“Australia” a beautiful blunder from down under
Epic films, especially those with strong romantic inclinations, demand epic ambitions. But it is exactly the scope, grandeur, sweeping vistas, and unabashedly old-fashioned themes of such films that leave them totally exposed to the harsh dismissive of a post-modern audience.
Case in point: director Baz Luhrmann’s “Australia,” that only partly succeeds in mixing melodrama, comedy, and action within its historical context, with some aboriginal spirituality thrown in for good measure.
That’s not to say the film isn’t game entertainment-it is-overcoming choppy storytelling to ultimately prove that the sum of its flawed parts is still a more than worthwhile adventure.

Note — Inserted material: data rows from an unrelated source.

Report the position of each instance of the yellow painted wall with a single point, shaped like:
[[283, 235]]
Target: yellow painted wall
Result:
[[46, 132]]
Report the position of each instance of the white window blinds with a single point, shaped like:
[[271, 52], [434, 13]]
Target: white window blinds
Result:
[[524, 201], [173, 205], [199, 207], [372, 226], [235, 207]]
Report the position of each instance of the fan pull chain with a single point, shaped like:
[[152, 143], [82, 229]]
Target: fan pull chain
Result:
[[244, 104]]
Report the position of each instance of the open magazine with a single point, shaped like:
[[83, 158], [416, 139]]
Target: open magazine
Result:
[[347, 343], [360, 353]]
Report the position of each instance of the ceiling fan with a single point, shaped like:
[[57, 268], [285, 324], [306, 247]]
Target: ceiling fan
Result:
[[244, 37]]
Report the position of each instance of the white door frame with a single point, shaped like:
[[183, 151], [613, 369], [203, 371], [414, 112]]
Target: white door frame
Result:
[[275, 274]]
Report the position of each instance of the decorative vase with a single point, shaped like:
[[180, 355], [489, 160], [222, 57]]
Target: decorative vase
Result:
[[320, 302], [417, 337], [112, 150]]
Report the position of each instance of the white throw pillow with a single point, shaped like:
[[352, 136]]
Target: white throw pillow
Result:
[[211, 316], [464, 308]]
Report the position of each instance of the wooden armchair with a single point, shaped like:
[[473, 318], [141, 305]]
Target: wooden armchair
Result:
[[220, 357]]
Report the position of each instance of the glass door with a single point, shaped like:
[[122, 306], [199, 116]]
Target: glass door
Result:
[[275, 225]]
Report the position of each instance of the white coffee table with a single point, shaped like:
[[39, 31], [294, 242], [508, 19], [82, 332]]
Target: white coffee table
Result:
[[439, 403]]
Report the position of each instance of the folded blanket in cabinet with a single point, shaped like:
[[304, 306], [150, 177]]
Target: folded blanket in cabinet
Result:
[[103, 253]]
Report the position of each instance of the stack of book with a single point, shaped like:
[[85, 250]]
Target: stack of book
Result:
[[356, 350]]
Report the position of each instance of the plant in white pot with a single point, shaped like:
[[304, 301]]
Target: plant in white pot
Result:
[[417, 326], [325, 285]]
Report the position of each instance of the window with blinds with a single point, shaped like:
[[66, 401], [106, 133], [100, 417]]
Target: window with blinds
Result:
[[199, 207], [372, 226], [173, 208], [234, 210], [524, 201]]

In 1939, Lady Ashley (Nicole Kidman) leaves the stuffy confines of English aristocracy to visit “Faraway Downs,” her northern Australia cattle ranch that has fallen into disarray since the mysterious death of her husband. Cutthroat businessman King Carney (Bryan Brown) and his scurrilous henchman Fletcher (David Wenham) aim to add the property to their vast holdings by any means necessary. Lady Ashley’s only hope is to convince hunky cowboy Drover (an abundantly credible Hugh Jackman) to lead a rag-tag bunch of servants and deliver a profitable herd of cattle across expansive stretches of unforgiving Outback to the port city of Darwin.
And that’s just the opening act.
The second half of the film depicts the little known truth of the Pearl Harbor-esque bombing by the Japanese air force of Australia’s northern coast and the subsequent firestorm leaving a group of native children in peril.
One can’t imagine a pair of Aussies more suited to the lead roles than Jackman and Kidman, and despite a narrative that feels as restless as its director (a tendency that nearly undermined Luhrmann’s otherwise brilliant “Moulin Rouge”) the pair ground the film every time it edges towards kitschy clunkiness.
A saving grace of the film is newcomer Brandon Walters who plays 11-year-old Nullah, a “creamy” (child of racially different parents) who is in constant threat of being picked up by the authorities as part of a decades-long Australian government “purification” program.
The action sequences, like most of the films’ important scenes, are effective but can’t be applauded without a disclaimer. The abundant use of CGI techniques have brought us to the point where what should be a heart-pounding scene where hundreds of cattle rush to the edge of a precipitous cliff instead never quite feels anything more than fabricated.
“Australia” should be appreciated, even admired, for working so hard to entertain. For much of its 165 minutes it does just that, but isn’t the magic of a great epic the transparent effort behind the majestic vision?
Critics didn’t much like 1992’s “Far and Away,” but the film’s similarly sweeping ambition was kept marvelously in check with solid plot development.
Nevertheless, “Australia” is likable and occasionally charming and Jackman in particular is an iconic, masculine calm in the midst of this tumultuous storm. Think of it as a “Twilight” for adults. Even with its faults, it should be seen so you can find out for yourself what all the hullabaloo is about.
Rated PG-13 Rated PG-13 for some violence, a scene of sensuality, and brief strong language.